Spain’s Prime Minister Pedro Sánchez says the country is proposing an extraordinary new tax of 100% for real estate buyers from outside the European Union. It’s part of a collection of measures to address the country’s housing crisis, he says, and it’s bad news for Britons who thought they might be able to surmount post-Brexit bureaucracy to settle on the costa del sol.
Taking the Bull by the Horns
Spain’s housing crisis is acute: The country has seen a 24% increase in homelessness since 2012, and the proportion of people living in rented accommodations who are at risk of poverty sits at 45%, the highest in Europe, per a Reuters report. While its housing market has become increasingly less affordable, tourism has boomed and the supply of short-term rentals has jumped while the availability of long-term leases declined. This summer saw widespread protests against tourism in holiday hot-spots like Barcelona.
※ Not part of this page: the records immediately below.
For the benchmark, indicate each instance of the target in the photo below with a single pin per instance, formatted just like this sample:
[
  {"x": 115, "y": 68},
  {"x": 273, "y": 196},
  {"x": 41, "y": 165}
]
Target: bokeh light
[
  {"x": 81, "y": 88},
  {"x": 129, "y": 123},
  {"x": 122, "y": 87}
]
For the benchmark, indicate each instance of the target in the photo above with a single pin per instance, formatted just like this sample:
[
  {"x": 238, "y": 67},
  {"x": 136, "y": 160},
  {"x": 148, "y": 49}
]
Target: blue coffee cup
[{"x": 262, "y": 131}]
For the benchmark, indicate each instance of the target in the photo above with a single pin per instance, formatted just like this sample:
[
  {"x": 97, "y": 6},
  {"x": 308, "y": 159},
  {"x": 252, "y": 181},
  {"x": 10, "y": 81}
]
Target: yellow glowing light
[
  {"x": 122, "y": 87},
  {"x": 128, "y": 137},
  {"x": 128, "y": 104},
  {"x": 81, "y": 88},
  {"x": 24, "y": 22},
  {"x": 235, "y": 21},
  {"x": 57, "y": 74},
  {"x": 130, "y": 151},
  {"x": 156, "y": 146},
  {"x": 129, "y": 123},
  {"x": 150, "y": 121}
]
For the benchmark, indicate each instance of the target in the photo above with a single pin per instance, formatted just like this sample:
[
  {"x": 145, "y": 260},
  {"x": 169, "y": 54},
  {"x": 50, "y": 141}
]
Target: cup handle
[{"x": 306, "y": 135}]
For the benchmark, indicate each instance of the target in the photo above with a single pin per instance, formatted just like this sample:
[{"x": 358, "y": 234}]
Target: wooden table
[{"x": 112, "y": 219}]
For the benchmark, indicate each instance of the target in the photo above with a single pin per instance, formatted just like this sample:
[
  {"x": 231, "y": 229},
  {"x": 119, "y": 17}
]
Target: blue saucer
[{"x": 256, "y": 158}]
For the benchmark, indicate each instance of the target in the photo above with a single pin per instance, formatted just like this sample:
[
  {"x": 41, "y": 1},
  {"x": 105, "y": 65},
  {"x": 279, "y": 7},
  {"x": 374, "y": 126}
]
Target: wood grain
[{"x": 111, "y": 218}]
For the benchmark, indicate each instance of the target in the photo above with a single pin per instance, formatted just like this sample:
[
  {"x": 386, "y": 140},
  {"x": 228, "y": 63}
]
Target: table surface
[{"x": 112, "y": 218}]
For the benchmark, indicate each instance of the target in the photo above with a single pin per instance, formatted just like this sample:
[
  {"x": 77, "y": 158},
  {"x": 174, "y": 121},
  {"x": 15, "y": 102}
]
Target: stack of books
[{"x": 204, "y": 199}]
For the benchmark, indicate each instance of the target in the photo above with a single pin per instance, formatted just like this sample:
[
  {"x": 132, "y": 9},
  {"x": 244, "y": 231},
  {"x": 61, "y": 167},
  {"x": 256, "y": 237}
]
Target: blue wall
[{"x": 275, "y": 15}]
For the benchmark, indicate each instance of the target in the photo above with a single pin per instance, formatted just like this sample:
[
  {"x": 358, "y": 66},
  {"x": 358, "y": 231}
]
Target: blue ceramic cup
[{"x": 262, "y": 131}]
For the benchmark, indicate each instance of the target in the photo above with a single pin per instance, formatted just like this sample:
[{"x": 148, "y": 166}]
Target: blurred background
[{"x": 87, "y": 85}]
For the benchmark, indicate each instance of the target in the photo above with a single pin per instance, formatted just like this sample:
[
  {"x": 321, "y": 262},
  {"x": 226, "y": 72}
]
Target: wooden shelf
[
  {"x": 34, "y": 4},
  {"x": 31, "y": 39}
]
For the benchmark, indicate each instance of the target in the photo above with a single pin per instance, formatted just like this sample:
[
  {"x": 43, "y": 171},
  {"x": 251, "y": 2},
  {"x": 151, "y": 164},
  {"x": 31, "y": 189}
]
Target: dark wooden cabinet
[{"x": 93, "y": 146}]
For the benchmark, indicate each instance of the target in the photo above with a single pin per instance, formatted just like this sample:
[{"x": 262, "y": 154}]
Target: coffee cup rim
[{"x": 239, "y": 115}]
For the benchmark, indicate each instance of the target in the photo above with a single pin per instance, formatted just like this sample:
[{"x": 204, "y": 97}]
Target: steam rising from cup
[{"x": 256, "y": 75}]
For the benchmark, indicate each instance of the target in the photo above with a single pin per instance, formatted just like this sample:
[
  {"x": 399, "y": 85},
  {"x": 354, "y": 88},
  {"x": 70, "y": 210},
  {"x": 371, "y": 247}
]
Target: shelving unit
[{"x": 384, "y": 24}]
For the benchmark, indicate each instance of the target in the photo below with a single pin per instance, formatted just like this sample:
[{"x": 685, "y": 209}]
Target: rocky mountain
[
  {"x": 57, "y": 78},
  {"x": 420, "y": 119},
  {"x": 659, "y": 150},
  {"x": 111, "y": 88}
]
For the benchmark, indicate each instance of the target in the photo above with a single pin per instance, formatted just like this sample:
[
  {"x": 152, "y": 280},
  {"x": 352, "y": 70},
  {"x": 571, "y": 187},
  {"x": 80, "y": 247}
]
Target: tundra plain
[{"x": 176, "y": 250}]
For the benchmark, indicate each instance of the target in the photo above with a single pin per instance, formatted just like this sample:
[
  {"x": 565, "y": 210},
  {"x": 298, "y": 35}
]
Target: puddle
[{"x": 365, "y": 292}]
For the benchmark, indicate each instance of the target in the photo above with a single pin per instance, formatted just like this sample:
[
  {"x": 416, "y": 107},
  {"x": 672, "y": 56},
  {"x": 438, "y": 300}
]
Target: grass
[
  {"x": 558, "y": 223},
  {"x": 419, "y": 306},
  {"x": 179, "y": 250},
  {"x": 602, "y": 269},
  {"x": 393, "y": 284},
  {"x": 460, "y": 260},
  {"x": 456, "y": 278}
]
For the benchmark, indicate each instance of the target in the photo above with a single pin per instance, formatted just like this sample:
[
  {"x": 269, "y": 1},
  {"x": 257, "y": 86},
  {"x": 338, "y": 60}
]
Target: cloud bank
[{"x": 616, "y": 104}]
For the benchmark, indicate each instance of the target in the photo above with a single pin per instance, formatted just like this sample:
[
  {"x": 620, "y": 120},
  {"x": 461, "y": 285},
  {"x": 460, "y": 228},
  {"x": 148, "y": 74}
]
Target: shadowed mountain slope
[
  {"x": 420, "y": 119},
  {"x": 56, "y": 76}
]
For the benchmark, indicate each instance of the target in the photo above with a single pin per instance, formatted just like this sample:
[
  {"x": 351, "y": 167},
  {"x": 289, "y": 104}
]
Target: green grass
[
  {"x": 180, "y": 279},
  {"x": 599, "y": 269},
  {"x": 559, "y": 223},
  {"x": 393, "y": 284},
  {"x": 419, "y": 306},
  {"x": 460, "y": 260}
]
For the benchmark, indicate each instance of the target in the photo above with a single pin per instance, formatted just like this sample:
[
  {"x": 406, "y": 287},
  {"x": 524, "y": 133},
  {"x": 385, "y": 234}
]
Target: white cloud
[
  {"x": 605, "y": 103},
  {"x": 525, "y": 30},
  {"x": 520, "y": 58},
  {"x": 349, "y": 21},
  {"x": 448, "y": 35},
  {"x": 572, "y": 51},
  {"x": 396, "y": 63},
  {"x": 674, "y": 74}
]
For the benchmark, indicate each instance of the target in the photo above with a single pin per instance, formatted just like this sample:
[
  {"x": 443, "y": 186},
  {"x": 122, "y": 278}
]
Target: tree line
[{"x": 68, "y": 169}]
With the planned property tax on non-EU nationals, the Spanish prime minister is broadening the conversation beyond run-of-the-mill tourists with selfie sticks, focusing on wealthy foreign investors:
- Spain already scrapped its golden visa program, which will officially shutter in April this year, meaning wealthy foreigners can no longer invest their way to a Spanish passport.
- Sánchez said when the program was scrapped that the majority of foreigners who’d applied for citizenship via investment had done so through buying real estate.
On Monday, Sánchez said that non-EU nationals had bought 27,000 properties in Spain in 2023, “not to live in them, but mainly to speculate.”
Gold Visa Rush: It’s not just Brits who’ll miss out on a sunny home in Spain; Bloomberg reported last week that there’s been an uptick in American buyers rushing to take advantage of the final days of Spain’s golden visa program. “It’s been non-stop requests,” Matt Anderson, an American real estate agent working on the Spanish island of Mallorca, told the outlet.